侵袭性真菌感染(IFI)仍然是急性髓系白血病(AML)患者发病和死亡的重要原因。在此,我们报告血液病抗真菌治疗中国评估(CAESAR)研究的亚组分析,以评估首次缓解期接受大剂量阿糖胞苷(HiDAC)巩固治疗的AML患者发生IFI的风险。从数据库中选取了638例首次完全缓解的AML患者。其中,130例患者单独接受HiDAC治疗,总剂量为2 - 3g/m²×6,而508例患者接受多药联合化疗(多药化疗组)。患者的特征总体无差异,但HiDAC组更多患者留置了外周中心静脉导管(61.5%对44.5%,P = 0.002)。

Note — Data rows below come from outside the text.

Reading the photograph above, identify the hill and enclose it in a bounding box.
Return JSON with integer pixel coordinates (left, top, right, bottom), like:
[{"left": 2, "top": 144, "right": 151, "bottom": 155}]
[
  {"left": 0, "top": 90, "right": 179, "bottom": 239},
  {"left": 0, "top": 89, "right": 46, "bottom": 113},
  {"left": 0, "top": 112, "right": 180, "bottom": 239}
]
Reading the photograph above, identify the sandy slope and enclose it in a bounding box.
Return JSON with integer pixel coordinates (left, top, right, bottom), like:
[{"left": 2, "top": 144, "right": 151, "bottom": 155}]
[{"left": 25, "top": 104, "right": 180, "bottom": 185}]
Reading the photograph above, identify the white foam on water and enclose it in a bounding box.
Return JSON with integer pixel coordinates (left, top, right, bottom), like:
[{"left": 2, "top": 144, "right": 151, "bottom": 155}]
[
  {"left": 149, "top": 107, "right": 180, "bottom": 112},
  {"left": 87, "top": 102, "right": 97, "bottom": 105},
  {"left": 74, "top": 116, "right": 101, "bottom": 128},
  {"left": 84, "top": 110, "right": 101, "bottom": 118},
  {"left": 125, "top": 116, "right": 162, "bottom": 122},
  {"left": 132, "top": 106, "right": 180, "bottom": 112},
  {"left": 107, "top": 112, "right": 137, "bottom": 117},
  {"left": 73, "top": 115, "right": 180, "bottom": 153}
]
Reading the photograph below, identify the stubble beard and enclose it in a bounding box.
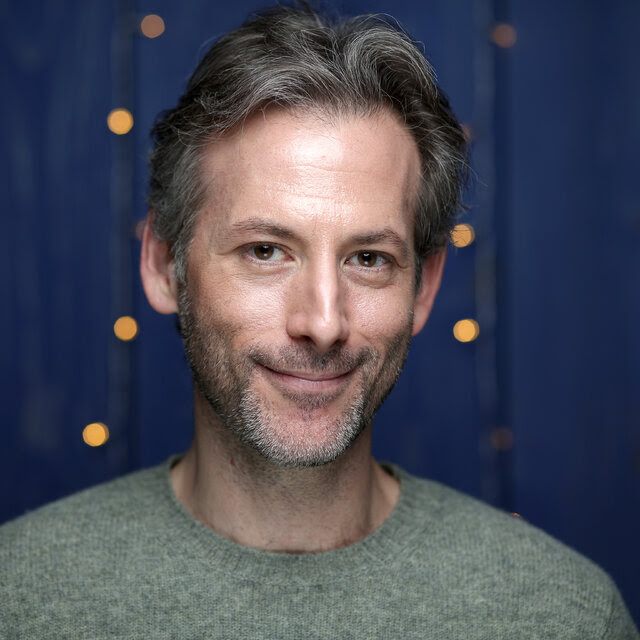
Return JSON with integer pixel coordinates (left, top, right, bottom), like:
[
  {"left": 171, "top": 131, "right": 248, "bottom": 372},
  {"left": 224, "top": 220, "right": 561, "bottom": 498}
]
[{"left": 177, "top": 285, "right": 413, "bottom": 468}]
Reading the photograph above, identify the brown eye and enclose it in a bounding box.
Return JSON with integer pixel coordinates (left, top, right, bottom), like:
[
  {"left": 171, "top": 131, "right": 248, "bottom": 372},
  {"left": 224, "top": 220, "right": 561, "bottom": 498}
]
[
  {"left": 357, "top": 251, "right": 378, "bottom": 267},
  {"left": 253, "top": 245, "right": 275, "bottom": 260}
]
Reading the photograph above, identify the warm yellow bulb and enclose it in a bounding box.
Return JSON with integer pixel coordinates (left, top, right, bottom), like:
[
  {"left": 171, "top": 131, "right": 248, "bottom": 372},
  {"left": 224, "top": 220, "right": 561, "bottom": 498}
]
[
  {"left": 107, "top": 108, "right": 134, "bottom": 135},
  {"left": 83, "top": 422, "right": 110, "bottom": 447},
  {"left": 490, "top": 426, "right": 514, "bottom": 451},
  {"left": 453, "top": 318, "right": 480, "bottom": 343},
  {"left": 451, "top": 223, "right": 475, "bottom": 248},
  {"left": 134, "top": 219, "right": 146, "bottom": 241},
  {"left": 141, "top": 14, "right": 165, "bottom": 38},
  {"left": 491, "top": 23, "right": 517, "bottom": 48},
  {"left": 114, "top": 316, "right": 138, "bottom": 341}
]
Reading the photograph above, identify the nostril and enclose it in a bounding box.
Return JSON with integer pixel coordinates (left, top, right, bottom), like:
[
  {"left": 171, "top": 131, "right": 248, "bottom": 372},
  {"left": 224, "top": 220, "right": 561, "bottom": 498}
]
[
  {"left": 284, "top": 265, "right": 350, "bottom": 352},
  {"left": 286, "top": 305, "right": 349, "bottom": 354}
]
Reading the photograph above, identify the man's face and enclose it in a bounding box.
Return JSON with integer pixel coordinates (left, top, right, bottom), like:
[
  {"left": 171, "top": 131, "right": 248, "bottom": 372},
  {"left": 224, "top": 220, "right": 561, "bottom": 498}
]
[{"left": 178, "top": 108, "right": 426, "bottom": 467}]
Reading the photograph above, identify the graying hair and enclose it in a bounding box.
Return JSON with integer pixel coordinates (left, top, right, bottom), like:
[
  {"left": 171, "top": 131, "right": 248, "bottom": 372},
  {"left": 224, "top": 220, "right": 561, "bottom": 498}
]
[{"left": 147, "top": 3, "right": 467, "bottom": 284}]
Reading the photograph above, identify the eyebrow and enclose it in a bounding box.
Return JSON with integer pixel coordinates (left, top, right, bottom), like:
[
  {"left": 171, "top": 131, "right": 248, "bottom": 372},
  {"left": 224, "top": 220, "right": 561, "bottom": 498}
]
[
  {"left": 229, "top": 217, "right": 410, "bottom": 260},
  {"left": 230, "top": 218, "right": 296, "bottom": 240},
  {"left": 348, "top": 229, "right": 410, "bottom": 261}
]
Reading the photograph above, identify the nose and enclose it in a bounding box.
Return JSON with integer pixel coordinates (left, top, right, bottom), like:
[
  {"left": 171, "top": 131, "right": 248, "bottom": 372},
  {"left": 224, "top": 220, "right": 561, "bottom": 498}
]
[{"left": 286, "top": 260, "right": 350, "bottom": 354}]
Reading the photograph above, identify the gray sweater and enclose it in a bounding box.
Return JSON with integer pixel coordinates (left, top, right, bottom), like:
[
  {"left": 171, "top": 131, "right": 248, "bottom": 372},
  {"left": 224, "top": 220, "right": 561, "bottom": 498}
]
[{"left": 1, "top": 461, "right": 637, "bottom": 639}]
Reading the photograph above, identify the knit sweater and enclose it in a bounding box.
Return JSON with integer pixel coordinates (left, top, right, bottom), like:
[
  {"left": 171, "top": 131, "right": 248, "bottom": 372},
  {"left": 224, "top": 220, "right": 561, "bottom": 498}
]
[{"left": 1, "top": 461, "right": 637, "bottom": 639}]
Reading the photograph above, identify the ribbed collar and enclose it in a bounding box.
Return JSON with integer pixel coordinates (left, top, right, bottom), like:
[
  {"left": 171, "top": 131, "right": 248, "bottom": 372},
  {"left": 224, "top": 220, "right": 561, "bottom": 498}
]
[{"left": 151, "top": 457, "right": 443, "bottom": 585}]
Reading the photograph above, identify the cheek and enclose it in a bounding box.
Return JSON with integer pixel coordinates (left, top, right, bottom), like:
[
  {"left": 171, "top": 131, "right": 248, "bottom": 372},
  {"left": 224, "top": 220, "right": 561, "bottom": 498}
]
[
  {"left": 193, "top": 272, "right": 288, "bottom": 335},
  {"left": 348, "top": 286, "right": 415, "bottom": 342}
]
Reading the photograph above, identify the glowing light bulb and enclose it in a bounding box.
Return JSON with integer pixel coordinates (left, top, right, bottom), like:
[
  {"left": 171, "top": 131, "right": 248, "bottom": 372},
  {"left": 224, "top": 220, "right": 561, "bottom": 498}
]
[
  {"left": 491, "top": 23, "right": 517, "bottom": 48},
  {"left": 107, "top": 108, "right": 134, "bottom": 135},
  {"left": 134, "top": 219, "right": 146, "bottom": 241},
  {"left": 490, "top": 427, "right": 514, "bottom": 451},
  {"left": 113, "top": 316, "right": 138, "bottom": 341},
  {"left": 141, "top": 14, "right": 165, "bottom": 38},
  {"left": 83, "top": 422, "right": 110, "bottom": 447},
  {"left": 453, "top": 319, "right": 480, "bottom": 343},
  {"left": 451, "top": 223, "right": 475, "bottom": 248}
]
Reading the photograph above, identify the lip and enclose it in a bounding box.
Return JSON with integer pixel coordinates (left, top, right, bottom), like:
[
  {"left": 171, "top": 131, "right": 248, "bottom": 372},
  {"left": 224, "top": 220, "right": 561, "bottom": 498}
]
[{"left": 258, "top": 364, "right": 354, "bottom": 394}]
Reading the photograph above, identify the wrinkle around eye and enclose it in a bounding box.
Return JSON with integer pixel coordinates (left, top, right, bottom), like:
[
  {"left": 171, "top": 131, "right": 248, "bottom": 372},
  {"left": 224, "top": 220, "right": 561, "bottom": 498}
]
[{"left": 343, "top": 251, "right": 397, "bottom": 288}]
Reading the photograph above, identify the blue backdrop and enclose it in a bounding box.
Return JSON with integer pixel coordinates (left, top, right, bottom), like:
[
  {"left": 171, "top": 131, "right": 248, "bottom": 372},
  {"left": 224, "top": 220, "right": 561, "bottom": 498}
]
[{"left": 1, "top": 0, "right": 638, "bottom": 624}]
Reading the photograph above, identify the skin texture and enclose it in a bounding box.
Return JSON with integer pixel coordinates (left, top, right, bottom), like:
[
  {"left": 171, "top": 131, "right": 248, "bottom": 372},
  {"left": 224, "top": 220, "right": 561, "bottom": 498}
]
[{"left": 140, "top": 107, "right": 446, "bottom": 552}]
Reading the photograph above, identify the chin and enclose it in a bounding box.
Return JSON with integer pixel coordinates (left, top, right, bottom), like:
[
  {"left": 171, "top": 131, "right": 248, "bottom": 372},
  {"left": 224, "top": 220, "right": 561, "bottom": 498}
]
[{"left": 230, "top": 390, "right": 370, "bottom": 468}]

HiDAC组(2 - 20天)和多药化疗组(2 - 28天)的中性粒细胞减少中位持续时间均为8.0天。多药化疗组中性粒细胞减少持续时间延长(>14天)的患者数量倾向于更多,但差异无统计学意义(分别为16.3%对8.8%)。两组在持续性中性粒细胞减少性发热(40.8%对33.1%)、抗真菌治疗(11.5%对11.4%)以及确诊/疑似IFI的发生率(HiDAC组4例疑似,多药化疗组1例确诊/4例疑似,P = 0.35)或可能的IFI方面无显著差异。就住院时间和缓解期死亡的临床结局而言,HiDAC组的住院时间有短于多药化疗组的趋势(19天,3 - 70天),而多药化疗组为21天,1 - 367天,P = 0.057,HiDAC组无死亡记录,多药化疗组仅有2例患者死亡(0.4%)。对于所有638例患者中与IFI相关的危险因素,严重中性粒细胞减少患者(3.0%,P = 0.089)和既往有IFI病史的患者(3.85%,P = 0.086)发生IFI的趋势更高,而抗真菌预防与IFI显著降低无关。总体而言,我们的数据支持这样的观点,即首次缓解期AML患者单独使用HiDAC巩固治疗耐受性良好,与传统联合化疗相比,血液学毒性和IFI并未增加。除既往有IFI病史的患者外,可能无需进行抗真菌预防。